Breast Cancer Prediction Empowered with Fine-Tuning

Muhammad Umar Nasir, Taher M. Ghazal, Muhammad Adnan Khan, Muhammad Zubair, Atta Ur Rahman, Rashad Ahmed, Hussam Al Hamadi, Chan Yeob Yeun

Research output: Contribution to journalArticlepeer-review

39 Scopus citations

Abstract

In the world, in the past recent five years, breast cancer is diagnosed about 7.8 million women's and making it the most widespread cancer, and it is the second major reason for women's death.

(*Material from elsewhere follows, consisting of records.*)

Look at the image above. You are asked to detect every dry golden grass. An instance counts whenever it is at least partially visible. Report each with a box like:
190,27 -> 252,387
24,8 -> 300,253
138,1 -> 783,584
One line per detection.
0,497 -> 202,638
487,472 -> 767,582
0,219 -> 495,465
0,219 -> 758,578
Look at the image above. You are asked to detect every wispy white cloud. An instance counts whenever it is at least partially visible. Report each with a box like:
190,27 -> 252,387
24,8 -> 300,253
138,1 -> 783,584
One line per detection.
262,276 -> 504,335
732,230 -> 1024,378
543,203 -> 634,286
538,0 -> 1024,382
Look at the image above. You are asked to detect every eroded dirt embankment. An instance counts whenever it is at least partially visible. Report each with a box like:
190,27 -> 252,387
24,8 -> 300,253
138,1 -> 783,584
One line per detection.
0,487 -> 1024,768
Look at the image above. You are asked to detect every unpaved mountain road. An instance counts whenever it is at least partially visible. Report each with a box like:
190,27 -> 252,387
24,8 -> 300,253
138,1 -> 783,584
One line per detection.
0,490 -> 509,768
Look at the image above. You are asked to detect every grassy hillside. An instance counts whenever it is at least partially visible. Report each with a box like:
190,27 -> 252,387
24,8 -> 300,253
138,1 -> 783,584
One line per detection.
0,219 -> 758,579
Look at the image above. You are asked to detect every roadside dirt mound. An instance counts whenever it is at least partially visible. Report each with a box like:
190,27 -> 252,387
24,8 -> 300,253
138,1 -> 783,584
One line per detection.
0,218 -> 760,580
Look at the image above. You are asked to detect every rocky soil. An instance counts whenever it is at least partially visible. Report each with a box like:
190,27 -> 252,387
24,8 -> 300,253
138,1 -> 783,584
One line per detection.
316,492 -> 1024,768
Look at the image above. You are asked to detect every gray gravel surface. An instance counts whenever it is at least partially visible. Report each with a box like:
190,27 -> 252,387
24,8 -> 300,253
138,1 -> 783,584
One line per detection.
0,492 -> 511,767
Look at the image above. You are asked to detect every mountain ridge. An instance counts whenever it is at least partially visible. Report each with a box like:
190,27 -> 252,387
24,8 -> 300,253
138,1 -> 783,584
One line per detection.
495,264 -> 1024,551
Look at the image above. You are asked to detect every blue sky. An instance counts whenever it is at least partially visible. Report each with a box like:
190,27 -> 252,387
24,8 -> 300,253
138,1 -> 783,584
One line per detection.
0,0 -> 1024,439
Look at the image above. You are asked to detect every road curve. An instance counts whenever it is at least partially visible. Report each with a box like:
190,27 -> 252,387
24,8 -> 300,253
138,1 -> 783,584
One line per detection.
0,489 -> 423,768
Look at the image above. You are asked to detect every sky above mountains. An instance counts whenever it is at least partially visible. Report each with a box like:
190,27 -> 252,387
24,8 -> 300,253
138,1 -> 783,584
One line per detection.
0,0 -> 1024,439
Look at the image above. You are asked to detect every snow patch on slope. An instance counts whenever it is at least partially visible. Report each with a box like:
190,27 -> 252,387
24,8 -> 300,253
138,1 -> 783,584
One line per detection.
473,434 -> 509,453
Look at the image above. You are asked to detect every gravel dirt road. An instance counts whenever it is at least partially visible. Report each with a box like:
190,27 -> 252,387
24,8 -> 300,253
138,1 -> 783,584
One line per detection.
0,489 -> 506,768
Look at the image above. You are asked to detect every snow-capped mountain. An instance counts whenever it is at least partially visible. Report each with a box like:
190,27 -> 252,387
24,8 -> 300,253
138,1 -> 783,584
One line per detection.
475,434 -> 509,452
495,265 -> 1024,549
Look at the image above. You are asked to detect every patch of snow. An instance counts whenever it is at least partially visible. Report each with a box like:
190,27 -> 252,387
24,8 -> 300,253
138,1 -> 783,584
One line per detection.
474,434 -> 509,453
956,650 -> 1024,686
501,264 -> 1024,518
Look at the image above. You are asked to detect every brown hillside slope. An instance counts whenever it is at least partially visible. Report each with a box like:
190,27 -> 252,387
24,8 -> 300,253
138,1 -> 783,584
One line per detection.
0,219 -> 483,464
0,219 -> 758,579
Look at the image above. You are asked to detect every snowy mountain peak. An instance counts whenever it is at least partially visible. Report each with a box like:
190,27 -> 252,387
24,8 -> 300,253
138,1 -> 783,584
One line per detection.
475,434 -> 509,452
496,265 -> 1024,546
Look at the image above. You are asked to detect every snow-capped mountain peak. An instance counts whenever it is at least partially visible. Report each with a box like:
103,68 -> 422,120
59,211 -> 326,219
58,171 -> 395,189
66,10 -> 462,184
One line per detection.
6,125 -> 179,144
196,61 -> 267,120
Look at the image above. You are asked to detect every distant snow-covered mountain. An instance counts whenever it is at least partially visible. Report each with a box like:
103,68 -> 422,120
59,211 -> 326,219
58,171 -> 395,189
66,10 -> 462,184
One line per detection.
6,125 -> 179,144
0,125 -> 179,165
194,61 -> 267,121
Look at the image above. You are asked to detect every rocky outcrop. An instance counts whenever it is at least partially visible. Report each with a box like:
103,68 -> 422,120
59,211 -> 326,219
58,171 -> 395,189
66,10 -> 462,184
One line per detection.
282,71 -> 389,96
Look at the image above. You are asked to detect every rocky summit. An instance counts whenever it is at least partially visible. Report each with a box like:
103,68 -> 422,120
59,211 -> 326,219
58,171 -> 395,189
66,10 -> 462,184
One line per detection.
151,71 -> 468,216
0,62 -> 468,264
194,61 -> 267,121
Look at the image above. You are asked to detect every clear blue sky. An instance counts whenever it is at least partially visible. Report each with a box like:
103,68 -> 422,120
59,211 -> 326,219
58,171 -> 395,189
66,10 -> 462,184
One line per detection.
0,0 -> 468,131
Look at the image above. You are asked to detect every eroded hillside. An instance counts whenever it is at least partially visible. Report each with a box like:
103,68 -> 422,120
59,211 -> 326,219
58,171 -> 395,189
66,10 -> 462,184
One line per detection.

So, early prevention and diagnosis systems of breast cancer could be more helpful and significant. Neural networks can extract multiple features automatically and perform predictions on breast cancer. There is a need for several labeled images to train neural networks which is a nonconventional method for some types of data images such as breast magnetic resonance imaging (MRI) images. So, there is only one significant solution for this query is to apply fine-tuning in the neural network. In this paper, we proposed a fine-tuning model using AlexNet in the neural network to extract features from breast cancer images for training purposes. So, in the proposed model, we updated the first and last three layers of AlexNet to detect the normal and abnormal regions of breast cancer. The proposed model is more efficient and significant because, during the training and testing process, the proposed model achieves higher accuracy 98.44% and 98.1% of training and testing, respectively. So, this study shows that the use of fine-tuning in the neural network can detect breast cancer using MRI images and train a neural network classifier by feature extraction using the proposed model is faster and more efficient.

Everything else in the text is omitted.